Euro to Pound: Brexit Deal Looks Unlikely

EUR GBP Slumps on Weak PMIs and Bank of England

We have seen volatility this week on euro to pound exchange rates. On Tuesday Andy Haldane of the Bank of England (BoE) stated that the UK was a long way from negative interest rates, there had been rumours circulating there could be a rate cut into negative territory as early as June. This seemed to appease investors concerns and we saw a small spike for Sterling. There was another catalyst for the pounds gains when news broke that allowances may be made in regards to fisheries in Brexit negotiations.

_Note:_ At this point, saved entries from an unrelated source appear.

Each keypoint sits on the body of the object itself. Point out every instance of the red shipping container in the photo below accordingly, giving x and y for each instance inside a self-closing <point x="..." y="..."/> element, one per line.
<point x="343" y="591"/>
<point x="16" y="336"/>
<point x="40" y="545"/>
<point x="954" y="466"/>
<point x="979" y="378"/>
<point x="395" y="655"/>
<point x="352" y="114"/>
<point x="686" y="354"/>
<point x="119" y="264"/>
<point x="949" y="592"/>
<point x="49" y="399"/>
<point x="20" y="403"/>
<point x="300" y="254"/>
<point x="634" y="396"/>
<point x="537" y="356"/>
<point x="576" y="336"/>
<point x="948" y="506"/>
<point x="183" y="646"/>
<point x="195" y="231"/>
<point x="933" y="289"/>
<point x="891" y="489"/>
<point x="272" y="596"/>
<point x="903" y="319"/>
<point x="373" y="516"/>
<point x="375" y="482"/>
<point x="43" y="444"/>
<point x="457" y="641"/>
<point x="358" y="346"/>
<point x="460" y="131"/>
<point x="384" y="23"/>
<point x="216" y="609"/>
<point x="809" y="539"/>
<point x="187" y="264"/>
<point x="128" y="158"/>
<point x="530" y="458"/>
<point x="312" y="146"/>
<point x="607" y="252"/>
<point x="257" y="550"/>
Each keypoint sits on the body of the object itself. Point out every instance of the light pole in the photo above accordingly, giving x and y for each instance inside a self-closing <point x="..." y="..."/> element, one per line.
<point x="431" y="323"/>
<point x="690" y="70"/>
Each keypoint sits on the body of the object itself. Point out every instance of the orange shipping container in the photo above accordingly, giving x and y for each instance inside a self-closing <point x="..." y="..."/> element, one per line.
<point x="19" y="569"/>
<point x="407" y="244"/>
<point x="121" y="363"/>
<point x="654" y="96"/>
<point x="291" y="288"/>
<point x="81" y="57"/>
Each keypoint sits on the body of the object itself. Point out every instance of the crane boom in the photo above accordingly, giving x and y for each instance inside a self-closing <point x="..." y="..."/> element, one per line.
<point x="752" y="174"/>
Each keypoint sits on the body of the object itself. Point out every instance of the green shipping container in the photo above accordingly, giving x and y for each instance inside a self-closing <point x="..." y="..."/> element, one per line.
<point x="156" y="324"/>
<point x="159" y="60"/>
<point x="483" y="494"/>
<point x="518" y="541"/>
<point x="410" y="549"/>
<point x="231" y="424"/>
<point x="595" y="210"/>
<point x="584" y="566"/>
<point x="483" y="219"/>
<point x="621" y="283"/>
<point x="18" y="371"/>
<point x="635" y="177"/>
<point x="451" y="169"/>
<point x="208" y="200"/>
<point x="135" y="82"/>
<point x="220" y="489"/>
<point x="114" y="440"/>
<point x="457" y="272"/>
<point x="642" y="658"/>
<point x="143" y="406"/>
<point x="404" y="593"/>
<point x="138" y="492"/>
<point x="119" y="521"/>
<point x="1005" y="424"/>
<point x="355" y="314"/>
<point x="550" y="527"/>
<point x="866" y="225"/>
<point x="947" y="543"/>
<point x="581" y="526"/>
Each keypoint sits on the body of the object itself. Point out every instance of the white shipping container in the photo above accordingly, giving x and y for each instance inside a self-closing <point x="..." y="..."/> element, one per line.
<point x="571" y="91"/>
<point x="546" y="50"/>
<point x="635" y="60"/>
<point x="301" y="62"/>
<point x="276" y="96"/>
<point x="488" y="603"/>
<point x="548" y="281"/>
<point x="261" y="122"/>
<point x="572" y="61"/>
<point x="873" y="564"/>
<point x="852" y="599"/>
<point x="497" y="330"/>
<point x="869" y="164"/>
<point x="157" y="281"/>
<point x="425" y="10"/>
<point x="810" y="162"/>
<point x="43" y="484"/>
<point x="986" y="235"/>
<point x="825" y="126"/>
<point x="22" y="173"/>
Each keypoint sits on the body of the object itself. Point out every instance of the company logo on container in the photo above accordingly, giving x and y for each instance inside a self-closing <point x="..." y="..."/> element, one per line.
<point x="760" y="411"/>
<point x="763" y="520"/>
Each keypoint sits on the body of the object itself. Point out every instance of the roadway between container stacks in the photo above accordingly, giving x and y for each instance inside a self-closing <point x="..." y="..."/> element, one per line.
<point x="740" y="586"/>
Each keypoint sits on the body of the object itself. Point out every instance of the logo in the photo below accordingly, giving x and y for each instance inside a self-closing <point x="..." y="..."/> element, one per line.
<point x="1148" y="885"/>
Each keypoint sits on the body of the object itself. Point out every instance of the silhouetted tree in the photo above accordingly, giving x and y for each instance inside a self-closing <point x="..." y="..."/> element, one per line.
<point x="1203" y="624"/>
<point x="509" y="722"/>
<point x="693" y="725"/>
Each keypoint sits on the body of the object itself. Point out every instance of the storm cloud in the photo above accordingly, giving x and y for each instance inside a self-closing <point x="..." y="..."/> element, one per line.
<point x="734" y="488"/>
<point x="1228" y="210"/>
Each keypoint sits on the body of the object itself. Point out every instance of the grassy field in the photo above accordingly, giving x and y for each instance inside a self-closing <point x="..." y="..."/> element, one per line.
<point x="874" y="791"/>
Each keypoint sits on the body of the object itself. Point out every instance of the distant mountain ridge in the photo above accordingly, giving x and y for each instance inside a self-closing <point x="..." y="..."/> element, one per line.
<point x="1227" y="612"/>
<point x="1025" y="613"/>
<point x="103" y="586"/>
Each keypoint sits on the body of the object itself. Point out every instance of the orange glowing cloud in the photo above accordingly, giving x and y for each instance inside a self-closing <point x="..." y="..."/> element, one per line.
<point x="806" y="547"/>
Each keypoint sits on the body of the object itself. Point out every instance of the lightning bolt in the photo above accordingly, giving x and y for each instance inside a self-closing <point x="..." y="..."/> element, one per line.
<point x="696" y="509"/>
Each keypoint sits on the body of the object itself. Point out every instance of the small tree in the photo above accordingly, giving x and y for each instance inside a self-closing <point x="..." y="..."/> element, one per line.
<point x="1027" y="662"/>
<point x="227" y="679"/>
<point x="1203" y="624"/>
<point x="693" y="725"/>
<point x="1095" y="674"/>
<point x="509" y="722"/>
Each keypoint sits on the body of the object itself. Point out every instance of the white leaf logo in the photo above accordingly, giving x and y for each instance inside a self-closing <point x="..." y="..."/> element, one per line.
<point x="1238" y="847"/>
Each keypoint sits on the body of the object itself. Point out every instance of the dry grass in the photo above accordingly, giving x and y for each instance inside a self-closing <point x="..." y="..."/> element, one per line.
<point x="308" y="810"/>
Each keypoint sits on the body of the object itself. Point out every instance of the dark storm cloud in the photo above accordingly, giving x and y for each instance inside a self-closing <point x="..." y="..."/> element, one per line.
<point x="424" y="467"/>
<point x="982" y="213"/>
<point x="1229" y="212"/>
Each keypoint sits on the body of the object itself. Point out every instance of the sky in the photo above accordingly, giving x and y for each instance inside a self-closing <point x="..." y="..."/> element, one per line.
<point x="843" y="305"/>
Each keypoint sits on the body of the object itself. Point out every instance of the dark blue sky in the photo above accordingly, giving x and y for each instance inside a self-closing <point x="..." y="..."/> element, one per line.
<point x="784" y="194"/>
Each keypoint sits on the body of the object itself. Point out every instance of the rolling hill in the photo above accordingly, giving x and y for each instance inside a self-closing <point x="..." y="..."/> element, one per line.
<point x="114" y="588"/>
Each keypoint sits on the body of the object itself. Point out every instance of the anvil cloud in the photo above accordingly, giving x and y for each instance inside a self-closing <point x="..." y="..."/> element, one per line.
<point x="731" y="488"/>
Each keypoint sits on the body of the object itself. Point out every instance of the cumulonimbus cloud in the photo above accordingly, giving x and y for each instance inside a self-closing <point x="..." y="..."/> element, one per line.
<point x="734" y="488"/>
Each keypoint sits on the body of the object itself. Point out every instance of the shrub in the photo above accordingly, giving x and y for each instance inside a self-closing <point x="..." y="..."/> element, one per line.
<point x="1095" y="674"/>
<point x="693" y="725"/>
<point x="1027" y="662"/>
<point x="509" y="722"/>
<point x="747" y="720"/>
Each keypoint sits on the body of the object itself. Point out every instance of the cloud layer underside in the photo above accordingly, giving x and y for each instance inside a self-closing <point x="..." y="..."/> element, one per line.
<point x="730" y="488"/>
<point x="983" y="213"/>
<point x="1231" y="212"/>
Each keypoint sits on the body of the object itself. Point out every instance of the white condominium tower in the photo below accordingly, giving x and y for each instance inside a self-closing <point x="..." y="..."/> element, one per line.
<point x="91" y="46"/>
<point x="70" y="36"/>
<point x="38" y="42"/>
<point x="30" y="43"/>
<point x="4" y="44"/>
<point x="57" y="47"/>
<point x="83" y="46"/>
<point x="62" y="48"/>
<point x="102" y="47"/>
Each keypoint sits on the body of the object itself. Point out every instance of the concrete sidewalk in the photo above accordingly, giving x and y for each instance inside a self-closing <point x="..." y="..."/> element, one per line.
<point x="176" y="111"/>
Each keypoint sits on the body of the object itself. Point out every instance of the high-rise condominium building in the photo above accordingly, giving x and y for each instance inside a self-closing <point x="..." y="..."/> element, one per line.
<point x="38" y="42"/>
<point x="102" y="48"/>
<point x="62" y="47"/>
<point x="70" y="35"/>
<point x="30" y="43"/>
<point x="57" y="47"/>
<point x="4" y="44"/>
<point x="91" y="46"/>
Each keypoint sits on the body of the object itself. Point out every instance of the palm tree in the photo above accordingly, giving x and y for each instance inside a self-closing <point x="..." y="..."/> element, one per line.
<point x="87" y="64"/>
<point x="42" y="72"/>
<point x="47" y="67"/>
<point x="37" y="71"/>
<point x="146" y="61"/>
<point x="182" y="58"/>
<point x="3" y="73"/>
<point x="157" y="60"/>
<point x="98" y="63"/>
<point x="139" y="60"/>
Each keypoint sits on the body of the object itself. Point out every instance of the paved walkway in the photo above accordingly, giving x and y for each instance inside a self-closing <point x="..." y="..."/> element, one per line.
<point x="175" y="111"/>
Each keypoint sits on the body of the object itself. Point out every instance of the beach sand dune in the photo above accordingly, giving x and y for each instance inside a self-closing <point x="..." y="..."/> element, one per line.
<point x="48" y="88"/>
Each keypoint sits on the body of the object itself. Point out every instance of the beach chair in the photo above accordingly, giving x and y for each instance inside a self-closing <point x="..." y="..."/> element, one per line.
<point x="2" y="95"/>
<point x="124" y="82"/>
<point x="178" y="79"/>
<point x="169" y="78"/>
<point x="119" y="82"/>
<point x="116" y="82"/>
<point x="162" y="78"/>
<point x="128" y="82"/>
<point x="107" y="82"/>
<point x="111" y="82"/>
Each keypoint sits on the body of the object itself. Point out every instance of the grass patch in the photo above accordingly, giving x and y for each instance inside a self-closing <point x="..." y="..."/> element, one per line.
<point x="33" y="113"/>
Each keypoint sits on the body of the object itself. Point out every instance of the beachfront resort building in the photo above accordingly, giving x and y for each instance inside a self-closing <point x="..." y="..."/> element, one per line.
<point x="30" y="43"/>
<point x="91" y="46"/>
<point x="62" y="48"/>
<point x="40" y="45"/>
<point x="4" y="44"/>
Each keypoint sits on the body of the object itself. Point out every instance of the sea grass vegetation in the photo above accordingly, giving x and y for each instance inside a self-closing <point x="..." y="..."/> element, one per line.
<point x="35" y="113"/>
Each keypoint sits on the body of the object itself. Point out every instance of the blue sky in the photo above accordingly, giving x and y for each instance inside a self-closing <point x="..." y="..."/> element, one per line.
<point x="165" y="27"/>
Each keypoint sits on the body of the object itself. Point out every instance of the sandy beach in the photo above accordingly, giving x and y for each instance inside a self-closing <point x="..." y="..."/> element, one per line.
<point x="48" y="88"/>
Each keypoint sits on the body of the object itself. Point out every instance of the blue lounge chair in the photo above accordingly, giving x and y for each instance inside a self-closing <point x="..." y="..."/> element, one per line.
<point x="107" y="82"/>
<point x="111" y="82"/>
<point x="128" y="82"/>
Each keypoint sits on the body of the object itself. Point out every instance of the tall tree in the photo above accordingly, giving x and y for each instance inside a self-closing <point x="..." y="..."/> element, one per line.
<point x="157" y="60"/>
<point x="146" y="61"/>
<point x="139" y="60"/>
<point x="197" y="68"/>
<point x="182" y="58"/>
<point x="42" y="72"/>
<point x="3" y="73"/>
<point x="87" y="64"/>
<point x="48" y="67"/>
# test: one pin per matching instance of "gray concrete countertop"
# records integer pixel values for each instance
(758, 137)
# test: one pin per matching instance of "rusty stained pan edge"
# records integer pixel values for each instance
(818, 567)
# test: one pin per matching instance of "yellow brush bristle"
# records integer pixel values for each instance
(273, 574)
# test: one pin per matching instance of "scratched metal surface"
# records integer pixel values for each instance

And yet the following day all the positive news was quashed. The BoE then made statement that they would take all available monetary policy measures if necessary to combat the economic problems created from the Corona pandemic. We also then heard that there was to be no compromise on fisheries and it seems all the gains made by sterling the day before had evaporated.

There was also some good news for the Euro this week with a further €800bln added to combat the economic problems caused from the pandemic in the bloc. This had been a huge stumbling block with the Netherlands and Germany refusing to take on a collective debt. It had created inner fighting within Brussels and it is good news all parties have come to an agreement. Italy and Spain were in desperate need of assistance.

The key market mover on GBPEUR other than the COVID-19 Pandemic, is Brexit. Boris Johnson now has until the end of June to get a deal done in principal. On many occasions the PM has stated there will be no extension, it seems he is trying to force a deal through. It is a dangerous game considering there is such little time remaining to get a deal over the line and we are in the midst of a pandemic.

The two sides are still a long way from getting a deal done and there appears to be little give from either side. Barnier said recently they were at a point of complete stalemate.

It looks at present as though the possibility of a no deal scenario is a real one and while this is still a possibility the pound will remain vulnerable. A no deal is an investor’s worst fear and if Boris sticks to his current stance we could see a major fall in the pound’s value. Let us not forget Teresa May had several years to get a deal over the line without success. It maybe the case that Boris has a similar fate with Brussels refusing to budge on key issues.

Commerz bank are predicting GBP/EUR could get as low as 1.02.